Начальник колонии привлекает аттестованных медиков к режимным мероприятиям — виновата Бакланова, при перезаключении трудового договора в связи с переходом на новую систему оплаты труда сняли сельскую надбавку в двадцать пять процентов — виновата Бакланова, зэк сбежал и всех, кого только можно, гонят на шмон или перекрытие дорог и вокзалов — опять виновата Бакланова. Как будто я на режимные мероприятия не выхожу, с меня надбавки никогда не снимали, в обысках я не участвую. Только охрану запрещено привлекать к режимным мероприятиям, потому что так особо оговорено. Всех прочих сотрудников не запрещено, значит, можно и нужно, если ситуация требует.
Странный народ пошел: одни запросы и никакой сознательности. Обязанностей своих никто не помнит, а права… Ночью разбуди, спросонья без запинки ответят, ничего не забудут. У меня на это ответ простой: советую вспомнить школьный курс оптики, что угол падения равен углу отражения. Как вы к нам, так и мы к вам.
Если сотрудник хочет, чтобы я блюла его интересы (я могу и в лепешку расшибиться, если надо), то и он мой интерес, интерес службы (ни о чем другом речи не идет) должен выполнять. Хотя лучше наоборот (здесь от перестановки слагаемых зависит многое) и короче: хорошая работа — залог хорошего отношения руководства. И никак иначе. А кто хочет качать права, пусть делает это дома или в поликлинику сходит и там отведет душу. Мне права качать бесполезно. Если я начальник, значит, я права. Хочешь меня переубедить? Стань для начала моим шефом, тогда и поговорим. Это не самодурство, а порядок и субординация. Тот самый стержень, на котором все держится. Начальник не обязательно должен быть умным, но он отвечает за все, и потому ему принимать решения, подчиненным — их исполнять. Уровень полномочий определяется ответственностью, кто скажет, что это не так?
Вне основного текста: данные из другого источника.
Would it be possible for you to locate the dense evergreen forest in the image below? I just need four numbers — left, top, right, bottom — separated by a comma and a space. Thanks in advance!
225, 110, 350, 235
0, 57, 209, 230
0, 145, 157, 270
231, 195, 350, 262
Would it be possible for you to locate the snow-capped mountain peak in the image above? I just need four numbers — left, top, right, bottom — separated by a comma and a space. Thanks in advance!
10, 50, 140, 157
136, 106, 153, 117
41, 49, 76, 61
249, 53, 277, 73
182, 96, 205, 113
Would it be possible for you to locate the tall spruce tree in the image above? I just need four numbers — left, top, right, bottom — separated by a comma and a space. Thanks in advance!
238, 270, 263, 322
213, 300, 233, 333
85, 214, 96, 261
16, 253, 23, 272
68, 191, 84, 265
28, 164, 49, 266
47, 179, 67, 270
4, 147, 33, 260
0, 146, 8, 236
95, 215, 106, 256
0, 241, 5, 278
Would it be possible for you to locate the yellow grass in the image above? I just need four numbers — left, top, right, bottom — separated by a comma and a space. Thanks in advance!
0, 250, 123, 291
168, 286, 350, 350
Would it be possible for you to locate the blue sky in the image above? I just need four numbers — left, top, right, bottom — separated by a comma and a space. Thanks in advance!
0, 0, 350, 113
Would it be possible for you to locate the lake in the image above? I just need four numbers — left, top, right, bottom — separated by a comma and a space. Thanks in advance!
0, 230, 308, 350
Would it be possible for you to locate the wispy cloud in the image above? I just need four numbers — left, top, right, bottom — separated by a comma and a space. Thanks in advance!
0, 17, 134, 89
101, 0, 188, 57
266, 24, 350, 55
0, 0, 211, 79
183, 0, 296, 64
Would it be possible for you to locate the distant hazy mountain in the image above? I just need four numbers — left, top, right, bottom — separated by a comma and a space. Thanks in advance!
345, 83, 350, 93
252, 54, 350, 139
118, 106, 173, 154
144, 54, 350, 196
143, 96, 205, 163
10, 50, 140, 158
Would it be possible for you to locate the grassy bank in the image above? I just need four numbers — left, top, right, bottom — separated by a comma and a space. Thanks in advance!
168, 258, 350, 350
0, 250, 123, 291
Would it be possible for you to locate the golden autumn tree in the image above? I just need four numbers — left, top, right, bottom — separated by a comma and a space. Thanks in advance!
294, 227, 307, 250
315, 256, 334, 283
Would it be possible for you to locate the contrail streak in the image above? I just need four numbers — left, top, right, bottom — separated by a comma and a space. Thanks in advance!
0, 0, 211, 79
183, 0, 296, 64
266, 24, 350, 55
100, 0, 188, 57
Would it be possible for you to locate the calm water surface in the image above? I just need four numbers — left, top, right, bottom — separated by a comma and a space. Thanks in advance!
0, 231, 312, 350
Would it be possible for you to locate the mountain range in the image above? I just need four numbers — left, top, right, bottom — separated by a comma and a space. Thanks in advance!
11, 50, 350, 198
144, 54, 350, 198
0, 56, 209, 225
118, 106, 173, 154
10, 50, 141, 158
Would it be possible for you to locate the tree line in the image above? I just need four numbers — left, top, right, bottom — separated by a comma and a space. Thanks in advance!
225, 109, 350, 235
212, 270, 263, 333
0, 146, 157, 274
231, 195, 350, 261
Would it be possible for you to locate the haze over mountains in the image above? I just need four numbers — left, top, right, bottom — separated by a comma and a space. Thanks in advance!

Работал у меня один грамотный лейтенант, фельдшер Власов. Десять лет в системе, до этого на «Скорой» почти столько же отпахал, все знал и умел. Вредных привычек не имел, кроме одной: ходил с блокнотиком в кармане, куда были списаны все инструкции и приказы. Ну, не целиком, только то, что его касалось. Не понравится Власову какое-то распоряжение, достает сразу свой блокнотик и начинает нудить: «А согласно инструкции номер такой-то…» А то не знаю я эти их! Прекрасно! Но разве все можно предусмотреть?